Si, partout en Europe, on observe un mouvement identique, la France semble cependant en tête des pays européens quant au nombre de maladies professionnelles déclarées et reconnues, selon le rapport d’enquête Les maladies professionnelles en Europe – Statistiques 1990-2006 et actualité juridique, publié par Eurogip.

Certes, selon le rapport publié par la branche accidents du travail-maladies professionnelles de l’assurance maladie, le nombre d’accidents du travail enregistre une légère baisse. Ne perdons pas de vue cependant que ces chiffres sont dus essentiellement aux licenciements liés à la crise, plus particulièrement dans des secteurs comme le BTP ou la métallurgie, où l’on a observé une réduction de 20 % des effectifs salariés.

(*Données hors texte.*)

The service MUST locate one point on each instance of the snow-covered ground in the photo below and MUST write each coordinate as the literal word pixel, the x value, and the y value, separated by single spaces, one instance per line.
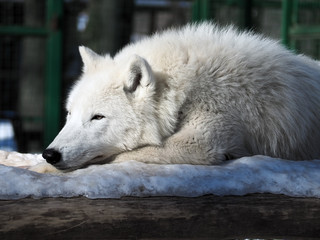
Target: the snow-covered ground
pixel 257 174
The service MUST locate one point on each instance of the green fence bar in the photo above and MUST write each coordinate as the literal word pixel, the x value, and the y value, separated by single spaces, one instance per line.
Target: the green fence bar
pixel 53 71
pixel 22 31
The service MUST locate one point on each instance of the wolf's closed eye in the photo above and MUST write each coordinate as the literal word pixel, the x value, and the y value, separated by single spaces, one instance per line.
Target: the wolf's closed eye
pixel 97 117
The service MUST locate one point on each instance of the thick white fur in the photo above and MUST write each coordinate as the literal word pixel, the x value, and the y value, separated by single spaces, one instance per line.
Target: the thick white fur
pixel 196 95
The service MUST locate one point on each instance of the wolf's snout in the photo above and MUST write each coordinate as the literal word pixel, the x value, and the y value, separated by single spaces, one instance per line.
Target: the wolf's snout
pixel 51 155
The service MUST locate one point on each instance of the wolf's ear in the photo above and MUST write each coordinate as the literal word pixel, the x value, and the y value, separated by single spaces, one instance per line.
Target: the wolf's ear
pixel 89 57
pixel 139 75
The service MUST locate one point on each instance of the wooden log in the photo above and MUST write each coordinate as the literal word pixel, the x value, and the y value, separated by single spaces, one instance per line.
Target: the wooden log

Le même rapport est en revanche plus alarmiste concernant les maladies professionnelles. En effet, malgré l’augmentation du chômage, elles ont fait un bond de 9 % en un an.

Face à ce constat inquiétant, les salariés de notre pays sont en droit de se demander de quelle manière la réforme que vous proposez pourra apporter une quelconque amélioration. Pour notre part, nous pensons qu’elle restera inopérante.

En effet, elle laisse de côté un facteur essentiel, je dirai même incontournable, celui de la démographie.

Comme le souligne notre rapporteur, notre pays compte aujourd’hui 6 800 médecins du travail, dont plus de 55 % ont plus de cinquante-cinq ans. Ainsi, 4 000 médecins auront atteint ou dépassé l’âge légal de départ à la retraite d’ici à cinq ans et plus de 5 600, soit près de 80 % de la population totale des médecins du travail, d’ici à dix ans. Autant dire qu’il y a urgence à agir.

Pourtant, malgré l’impérieuse nécessité de renforcer le nombre de médecins du travail, confortée par le rapport Conso-Frimat de 2007, rien n’est fait pour rendre cette discipline plus attractive.

La seule proposition formulée pour faire face à la pénurie qui s’annonce se limite à confier une partie des activités de santé au travail à des médecins généralistes qui, de fait, ne disposent pas de la formation et des compétences particulières propres aux opérations de prévention et d’action de santé au travail. Ainsi, souvenons-nous que, dans les cas de cancers liés à l’exposition à l’amiante, rares ont été les médecins généralistes à faire le lien entre l’état de santé des patients et leurs activités professionnelles.

Ce n’est pas en niant la spécificité de l’exercice de la médecine du travail qu’on revalorisera celle-ci ou que l’on prendra la pleine mesure des besoins des salariés dans ce domaine.

En outre, le mode de gouvernance choisi par le MEDEF et retenu dans cette proposition de loi donne tout pouvoir aux employeurs. Une telle situation résulte, mes chers collègues, de votre décision de retenir comme mode de gestion un faux paritarisme.

Si le conseil d’administration des services de santé au travail interentreprises est composé à parité de représentants des salariés et de représentants des employeurs, c’est bien à ces derniers que reviennent la présidence et la voix prépondérante. Pour reprendre une formule utilisée par la FNATH et l’ANDEVA dans un communiqué de presse, et que je trouve fort à propos, cela revient à « confier les clés du poulailler au renard ».